Aber natürlich ist das Thema des nachhaltigen Wohnens größer, so wie auch hinter LeNa mehr steckt als eine Mailingliste. LeNa ist nicht nur gemeinschaftlich, sondern auch generationenübergreifend, ökologisch und, wie es auf der Website heißt, "konfliktfreudig- konsensorientiert".
Es deckt damit im Grunde die "drei Säulen" ab, von denen Stefanie Friedrichsen spricht, wenn sie Vorlesungen und Vorträge zu nachhaltigem Bauen und Wohnen hält. Friedrichsen ist Bauingenieurin, Professorin an der FH Münster und beschäftigt sich seit Langem mit diesem Thema. "Oft geht es in der öffentlichen Diskussion nur um Energie und CO2", sagt sie. "Das sind wichtige Themen, aber nachhaltiges Bauen und Wohnen beinhaltet neben der ökologischen Dimension auch eine soziale und natürlich wirtschaftliche."
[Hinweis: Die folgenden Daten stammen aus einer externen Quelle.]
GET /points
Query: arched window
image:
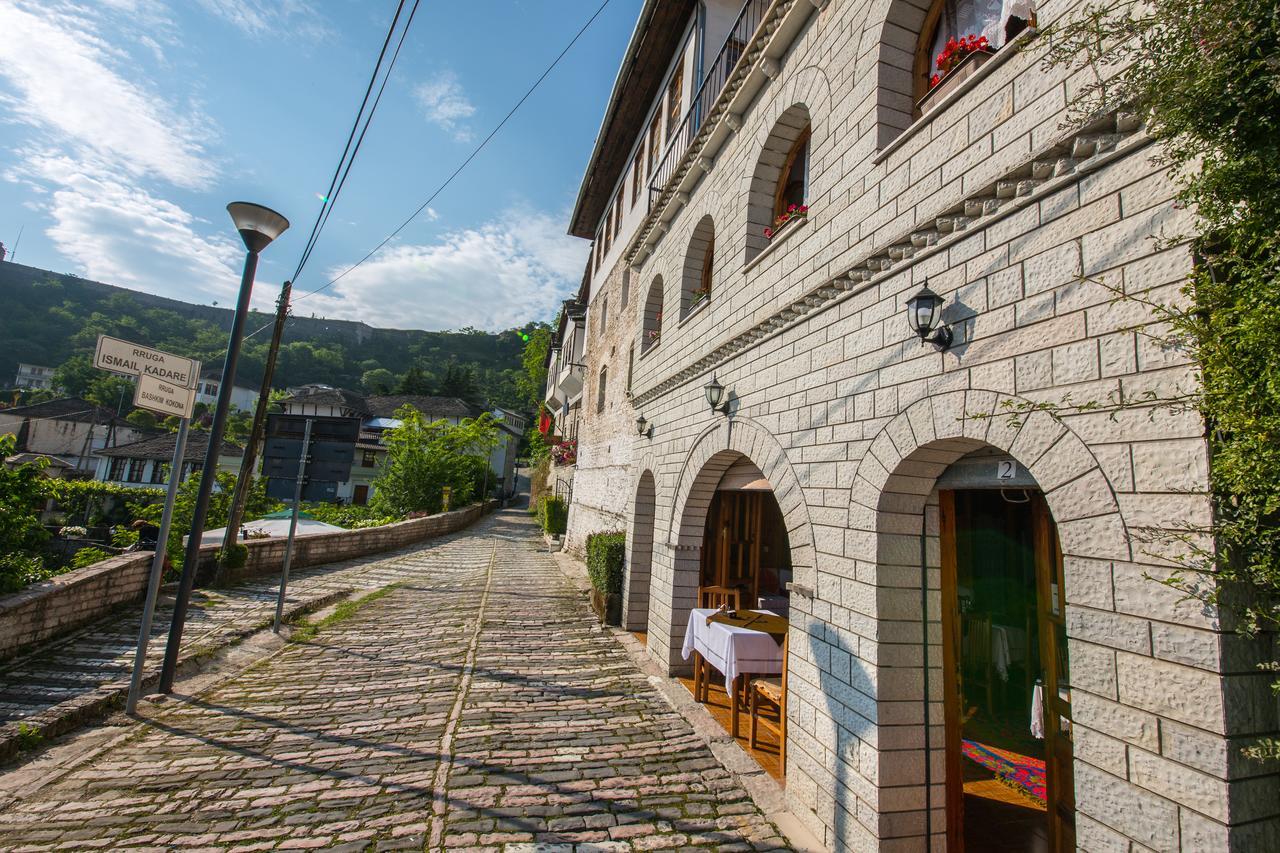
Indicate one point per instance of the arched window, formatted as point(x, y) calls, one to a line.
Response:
point(780, 179)
point(699, 263)
point(955, 28)
point(650, 325)
point(794, 183)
Nachhaltig in jeder Sicht?
Oft überschneiden sich diese auch. Zudem braucht es eben nicht nur Antworten auf die Klimakrise, sondern beispielsweise ebenso auf neue Familienformen, die demografische Entwicklung und – vor allem in Städten – die Spekulation am Wohnungsmarkt.
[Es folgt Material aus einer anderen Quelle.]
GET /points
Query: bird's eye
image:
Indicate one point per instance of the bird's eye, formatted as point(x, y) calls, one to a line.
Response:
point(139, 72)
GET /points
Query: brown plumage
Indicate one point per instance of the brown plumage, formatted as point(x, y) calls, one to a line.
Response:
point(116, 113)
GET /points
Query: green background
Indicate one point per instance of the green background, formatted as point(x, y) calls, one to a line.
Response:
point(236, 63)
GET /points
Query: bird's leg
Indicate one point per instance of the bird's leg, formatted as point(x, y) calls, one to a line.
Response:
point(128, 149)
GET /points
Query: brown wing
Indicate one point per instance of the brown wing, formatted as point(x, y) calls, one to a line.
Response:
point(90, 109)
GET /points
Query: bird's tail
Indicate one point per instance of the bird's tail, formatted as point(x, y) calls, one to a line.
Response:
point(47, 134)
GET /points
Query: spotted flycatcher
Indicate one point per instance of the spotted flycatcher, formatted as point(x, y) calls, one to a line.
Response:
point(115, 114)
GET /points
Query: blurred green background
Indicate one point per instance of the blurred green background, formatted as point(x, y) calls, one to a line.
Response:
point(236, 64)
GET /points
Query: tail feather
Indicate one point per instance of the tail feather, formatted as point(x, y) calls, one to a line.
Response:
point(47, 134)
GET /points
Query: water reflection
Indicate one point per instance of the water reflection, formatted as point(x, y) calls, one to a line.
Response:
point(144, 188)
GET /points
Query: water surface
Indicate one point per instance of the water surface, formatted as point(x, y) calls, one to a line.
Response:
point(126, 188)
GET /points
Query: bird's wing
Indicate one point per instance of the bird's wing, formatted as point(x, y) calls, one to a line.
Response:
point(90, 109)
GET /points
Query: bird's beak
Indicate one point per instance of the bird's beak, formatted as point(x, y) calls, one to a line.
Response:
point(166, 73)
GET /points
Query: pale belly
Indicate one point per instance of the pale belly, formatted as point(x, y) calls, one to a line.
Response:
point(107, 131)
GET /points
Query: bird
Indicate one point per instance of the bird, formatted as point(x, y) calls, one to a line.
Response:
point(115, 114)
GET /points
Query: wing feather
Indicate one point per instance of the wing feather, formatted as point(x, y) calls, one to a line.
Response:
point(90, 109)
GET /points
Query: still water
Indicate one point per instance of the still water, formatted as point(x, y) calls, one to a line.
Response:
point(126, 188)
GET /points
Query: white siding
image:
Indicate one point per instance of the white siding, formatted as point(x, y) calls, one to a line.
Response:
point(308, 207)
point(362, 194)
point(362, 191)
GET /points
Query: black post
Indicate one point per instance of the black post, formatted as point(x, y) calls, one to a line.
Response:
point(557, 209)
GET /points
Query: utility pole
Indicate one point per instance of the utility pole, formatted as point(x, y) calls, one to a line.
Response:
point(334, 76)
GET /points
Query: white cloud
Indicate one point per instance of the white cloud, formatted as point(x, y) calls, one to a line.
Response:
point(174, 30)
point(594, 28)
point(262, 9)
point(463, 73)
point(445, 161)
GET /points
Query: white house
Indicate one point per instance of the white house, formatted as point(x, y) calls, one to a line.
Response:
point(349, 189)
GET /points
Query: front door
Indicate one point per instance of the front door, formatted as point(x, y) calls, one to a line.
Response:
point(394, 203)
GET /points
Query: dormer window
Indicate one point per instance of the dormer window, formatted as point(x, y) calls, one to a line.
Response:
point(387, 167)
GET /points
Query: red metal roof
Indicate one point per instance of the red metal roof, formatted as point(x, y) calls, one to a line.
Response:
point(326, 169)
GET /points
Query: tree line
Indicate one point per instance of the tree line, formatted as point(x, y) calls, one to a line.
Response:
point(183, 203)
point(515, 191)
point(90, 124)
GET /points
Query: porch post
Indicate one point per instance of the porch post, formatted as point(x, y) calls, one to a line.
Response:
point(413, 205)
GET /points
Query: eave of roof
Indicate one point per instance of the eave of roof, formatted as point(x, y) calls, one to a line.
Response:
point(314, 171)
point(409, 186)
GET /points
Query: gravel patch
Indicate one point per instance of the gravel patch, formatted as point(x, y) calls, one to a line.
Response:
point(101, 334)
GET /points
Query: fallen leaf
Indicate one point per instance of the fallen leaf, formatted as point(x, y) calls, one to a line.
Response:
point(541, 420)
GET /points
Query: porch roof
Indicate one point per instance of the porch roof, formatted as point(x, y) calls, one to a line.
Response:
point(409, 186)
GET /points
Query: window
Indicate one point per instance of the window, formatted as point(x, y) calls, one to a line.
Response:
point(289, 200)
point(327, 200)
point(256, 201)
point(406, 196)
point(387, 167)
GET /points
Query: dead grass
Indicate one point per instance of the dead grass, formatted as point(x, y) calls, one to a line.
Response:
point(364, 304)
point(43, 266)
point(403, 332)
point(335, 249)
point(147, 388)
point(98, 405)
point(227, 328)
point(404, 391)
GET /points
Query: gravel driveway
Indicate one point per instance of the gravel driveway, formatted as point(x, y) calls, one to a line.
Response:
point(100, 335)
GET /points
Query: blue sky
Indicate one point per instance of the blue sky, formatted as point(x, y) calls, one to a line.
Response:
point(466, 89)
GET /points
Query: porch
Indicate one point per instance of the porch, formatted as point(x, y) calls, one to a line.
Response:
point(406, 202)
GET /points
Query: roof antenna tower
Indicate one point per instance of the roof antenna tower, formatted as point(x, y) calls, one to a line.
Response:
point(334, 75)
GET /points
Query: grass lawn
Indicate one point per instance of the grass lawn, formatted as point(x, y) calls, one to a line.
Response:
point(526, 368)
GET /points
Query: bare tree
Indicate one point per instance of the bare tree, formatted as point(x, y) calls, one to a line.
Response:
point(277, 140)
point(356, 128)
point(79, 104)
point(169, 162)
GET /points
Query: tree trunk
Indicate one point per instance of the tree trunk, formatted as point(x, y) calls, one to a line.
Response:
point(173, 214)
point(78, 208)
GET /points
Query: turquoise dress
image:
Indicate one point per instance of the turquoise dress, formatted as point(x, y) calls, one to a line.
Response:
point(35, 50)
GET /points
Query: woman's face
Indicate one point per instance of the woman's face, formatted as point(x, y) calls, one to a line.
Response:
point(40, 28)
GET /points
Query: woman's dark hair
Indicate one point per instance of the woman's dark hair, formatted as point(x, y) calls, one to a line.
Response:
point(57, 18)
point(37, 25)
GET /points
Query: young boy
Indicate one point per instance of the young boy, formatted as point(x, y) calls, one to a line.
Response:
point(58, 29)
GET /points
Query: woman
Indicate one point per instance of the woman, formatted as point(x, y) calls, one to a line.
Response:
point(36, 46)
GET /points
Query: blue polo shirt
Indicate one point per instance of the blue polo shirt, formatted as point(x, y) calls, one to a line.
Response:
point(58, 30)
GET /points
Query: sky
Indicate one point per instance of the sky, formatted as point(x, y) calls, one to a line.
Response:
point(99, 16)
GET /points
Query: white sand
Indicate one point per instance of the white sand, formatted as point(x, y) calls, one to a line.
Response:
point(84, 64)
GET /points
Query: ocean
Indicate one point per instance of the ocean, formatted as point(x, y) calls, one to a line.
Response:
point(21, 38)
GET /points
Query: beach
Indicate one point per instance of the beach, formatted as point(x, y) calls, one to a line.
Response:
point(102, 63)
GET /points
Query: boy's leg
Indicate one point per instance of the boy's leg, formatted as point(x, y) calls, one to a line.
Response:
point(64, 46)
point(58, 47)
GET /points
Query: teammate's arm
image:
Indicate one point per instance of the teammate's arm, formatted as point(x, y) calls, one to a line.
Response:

Doch nehmen wir allein den ökologischen Aspekt: Baut eine Familie einen 300-Quadratmeter-Bungalow auf die grüne Wiese, wird daraus sogar dann kein ökologisch-nachhaltiges Projekt, wenn sie Strom und Wärme komplett selbst produziert und das Haus von vorne bis hinten mit LED-Lampen bestückt.
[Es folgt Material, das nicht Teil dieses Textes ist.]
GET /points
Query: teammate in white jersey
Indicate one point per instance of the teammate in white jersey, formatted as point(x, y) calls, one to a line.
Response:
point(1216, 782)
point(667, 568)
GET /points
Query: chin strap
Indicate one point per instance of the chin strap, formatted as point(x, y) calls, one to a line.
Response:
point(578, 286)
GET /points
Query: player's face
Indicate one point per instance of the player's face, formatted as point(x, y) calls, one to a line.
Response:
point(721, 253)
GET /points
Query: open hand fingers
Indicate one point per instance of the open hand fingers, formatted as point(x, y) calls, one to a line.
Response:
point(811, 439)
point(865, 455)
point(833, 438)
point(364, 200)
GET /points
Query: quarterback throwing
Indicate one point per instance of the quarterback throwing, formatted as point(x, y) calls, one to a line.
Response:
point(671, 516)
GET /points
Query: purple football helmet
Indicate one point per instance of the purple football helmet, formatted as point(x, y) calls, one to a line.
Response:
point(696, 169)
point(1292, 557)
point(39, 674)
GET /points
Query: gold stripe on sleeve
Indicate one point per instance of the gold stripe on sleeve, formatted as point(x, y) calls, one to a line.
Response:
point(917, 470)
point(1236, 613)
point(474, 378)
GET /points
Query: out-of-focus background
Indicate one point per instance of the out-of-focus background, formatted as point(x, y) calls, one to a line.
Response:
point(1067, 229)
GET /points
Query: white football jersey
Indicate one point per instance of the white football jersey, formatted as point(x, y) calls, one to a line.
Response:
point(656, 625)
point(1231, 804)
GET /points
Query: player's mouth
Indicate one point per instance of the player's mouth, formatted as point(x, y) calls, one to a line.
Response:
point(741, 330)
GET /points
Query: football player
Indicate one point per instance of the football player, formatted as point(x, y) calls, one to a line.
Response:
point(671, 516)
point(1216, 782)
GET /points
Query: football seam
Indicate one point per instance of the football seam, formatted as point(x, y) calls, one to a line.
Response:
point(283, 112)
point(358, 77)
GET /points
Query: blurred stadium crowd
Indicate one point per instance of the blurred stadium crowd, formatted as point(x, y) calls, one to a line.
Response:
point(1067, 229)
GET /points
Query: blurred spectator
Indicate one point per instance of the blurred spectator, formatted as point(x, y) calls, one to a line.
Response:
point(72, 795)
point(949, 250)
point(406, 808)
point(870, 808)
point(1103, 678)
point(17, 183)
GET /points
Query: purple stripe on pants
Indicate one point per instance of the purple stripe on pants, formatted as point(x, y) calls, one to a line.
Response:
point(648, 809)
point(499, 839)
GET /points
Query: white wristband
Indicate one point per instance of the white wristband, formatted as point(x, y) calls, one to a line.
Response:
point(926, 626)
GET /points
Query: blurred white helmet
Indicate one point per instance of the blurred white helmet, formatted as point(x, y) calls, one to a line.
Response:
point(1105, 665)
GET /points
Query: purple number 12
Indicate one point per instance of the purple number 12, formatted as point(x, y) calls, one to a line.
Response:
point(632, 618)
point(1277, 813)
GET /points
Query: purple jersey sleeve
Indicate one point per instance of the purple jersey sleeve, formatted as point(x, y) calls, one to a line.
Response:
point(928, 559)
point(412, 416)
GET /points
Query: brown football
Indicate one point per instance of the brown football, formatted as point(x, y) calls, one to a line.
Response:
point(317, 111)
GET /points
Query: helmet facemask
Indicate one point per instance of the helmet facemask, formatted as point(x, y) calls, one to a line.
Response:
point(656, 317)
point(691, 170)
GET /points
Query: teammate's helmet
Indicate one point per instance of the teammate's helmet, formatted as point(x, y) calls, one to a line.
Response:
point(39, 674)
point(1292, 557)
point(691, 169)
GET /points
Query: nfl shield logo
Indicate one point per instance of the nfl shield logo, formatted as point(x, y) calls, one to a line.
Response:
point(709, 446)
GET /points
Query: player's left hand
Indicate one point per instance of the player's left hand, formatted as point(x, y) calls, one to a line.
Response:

Denn was bleibt, ist nicht nur der Rohstoff-, sondern auch der Flächenverbrauch: Noch immer werden laut Umweltbundesamt (UBA) hierzulande täglich 58 Hektar Land für Siedlungen und die dafür notwendigen Verkehrswege ausgewiesen, was in etwa der Größe von 82 Fußballfeldern entspricht. Selbst in Orten, deren Kerne verwaisen, werden an den Rändern munter Neubaugebiete für Einfamilienhäuser geplant. "Dabei wäre es nicht nur ökologisch sinnvoller, den Altbestand zu fördern, der 99 Prozent des Wohnbestands ausmacht", sagt Stefanie Friedrichsen.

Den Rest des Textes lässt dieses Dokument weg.